GENEL KURUL KONUŞMASI
Konu: CHP GRUBUNUN, TEKİRDAĞ MİLLETVEKİLİ CANDAN YÜCEER VE 22 MİLLETVEKİLİ TARAFINDAN LÖSEMİ HASTALARININ VE AİLELERİNİN YAŞADIĞI SORUNLARIN ARAŞTIRILARAK ALINMASI GEREKEN ÖNLEMLERİN BELİRLENMESİ AMACIYLA 21/11/2013 TARİHİNDE TÜRKİYE BÜYÜK MİLLET MECLİSİ BAŞKANLIĞINA VERİLMİŞ OLAN MECLİS ARAŞTIRMASI ÖNERGESİNİN, GENEL KURULUN 9 OCAK 2014 PERŞEMBE GÜNKÜ BİRLEŞİMİNDE OKUNARAK GÖRÜŞMELERİNİN AYNI TARİHLİ BİRLEŞİMİNDE YAPILMASINA İLİŞKİN
Yasama Yılı:4
Birleşim:45
Tarih:09.01.2014

SEVİM SAVAŞER (İstanbul) - Sayın Başkan, değerli milletvekilleri; Cumhuriyet Halk Partisi tarafından verilen Meclis araştırması önergesi üzerine aleyhte söz almış bulunuyorum. Bu vesileyle heyetinizi saygıyla selamlarım.

Kelime olarak kanser, bir organ veya dokudaki anormal hücrelerin kontrolsüz çoğalması ve yayılmasıyla karakterize bir grup hastalığı tanımlar. Küresel kanser yükü geçtiğimiz otuz yılda 2 kattan daha fazla artmıştır. Günümüzde ölüm nedenleri arasında kansere bağlı ölümler 2'nci sırada yer alırken yapılan projeksiyonlar gelecekte kanserin ölüm nedenleri arasında 1'inci sıraya yerleşeceğini göstermektedir.

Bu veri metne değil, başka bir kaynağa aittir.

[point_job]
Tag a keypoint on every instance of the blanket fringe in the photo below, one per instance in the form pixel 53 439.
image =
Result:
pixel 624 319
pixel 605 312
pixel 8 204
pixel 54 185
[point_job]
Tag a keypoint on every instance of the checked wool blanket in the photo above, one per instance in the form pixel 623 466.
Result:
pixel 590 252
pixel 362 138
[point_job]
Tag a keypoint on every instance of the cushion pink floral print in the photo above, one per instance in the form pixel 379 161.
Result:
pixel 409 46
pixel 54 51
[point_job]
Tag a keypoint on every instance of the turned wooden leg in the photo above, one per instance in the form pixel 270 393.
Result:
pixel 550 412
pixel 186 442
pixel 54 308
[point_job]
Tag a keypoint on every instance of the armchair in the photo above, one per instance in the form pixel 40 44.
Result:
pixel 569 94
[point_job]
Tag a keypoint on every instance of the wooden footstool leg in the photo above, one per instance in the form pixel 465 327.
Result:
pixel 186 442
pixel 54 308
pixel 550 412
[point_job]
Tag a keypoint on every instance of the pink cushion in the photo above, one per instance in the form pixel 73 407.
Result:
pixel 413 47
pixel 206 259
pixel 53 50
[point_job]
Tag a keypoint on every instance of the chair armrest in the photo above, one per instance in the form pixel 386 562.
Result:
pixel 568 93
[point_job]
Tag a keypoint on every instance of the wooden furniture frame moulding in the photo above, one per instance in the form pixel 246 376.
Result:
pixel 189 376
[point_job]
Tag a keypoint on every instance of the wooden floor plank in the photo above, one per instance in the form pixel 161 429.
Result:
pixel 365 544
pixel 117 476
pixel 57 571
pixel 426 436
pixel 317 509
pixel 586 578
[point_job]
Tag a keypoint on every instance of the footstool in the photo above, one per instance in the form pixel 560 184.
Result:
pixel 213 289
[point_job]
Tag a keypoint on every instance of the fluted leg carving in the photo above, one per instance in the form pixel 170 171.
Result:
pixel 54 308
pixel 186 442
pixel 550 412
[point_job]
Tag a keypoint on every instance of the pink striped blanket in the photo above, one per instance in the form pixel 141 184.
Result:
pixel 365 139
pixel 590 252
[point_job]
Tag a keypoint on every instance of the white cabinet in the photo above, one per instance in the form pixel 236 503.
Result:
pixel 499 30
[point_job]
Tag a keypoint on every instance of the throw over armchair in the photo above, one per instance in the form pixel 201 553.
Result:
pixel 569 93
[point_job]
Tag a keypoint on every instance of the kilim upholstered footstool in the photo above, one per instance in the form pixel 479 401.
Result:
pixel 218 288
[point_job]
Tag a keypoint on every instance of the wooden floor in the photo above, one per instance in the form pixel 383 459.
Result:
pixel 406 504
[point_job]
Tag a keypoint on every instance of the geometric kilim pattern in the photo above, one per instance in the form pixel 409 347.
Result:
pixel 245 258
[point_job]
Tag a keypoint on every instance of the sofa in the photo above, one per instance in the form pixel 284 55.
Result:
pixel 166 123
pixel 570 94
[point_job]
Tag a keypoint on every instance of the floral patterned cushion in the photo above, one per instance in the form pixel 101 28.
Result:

Değerli milletvekilleri, çocukluk çağı kanserleri tüm kanserlerin yüzde 4'ünü oluşturmakta ve her yıl 180 bin çocuğa kanser tanısı konmaktadır. Çocukluk çağı kanser vakalarının yaklaşık yarısını lösemiler oluşturmaktadır. Lösemiler çocukluk çağı kanserleri arasında 1'inci sırada yer almaktadır ve nedeni de kesin olarak bilinmemektedir.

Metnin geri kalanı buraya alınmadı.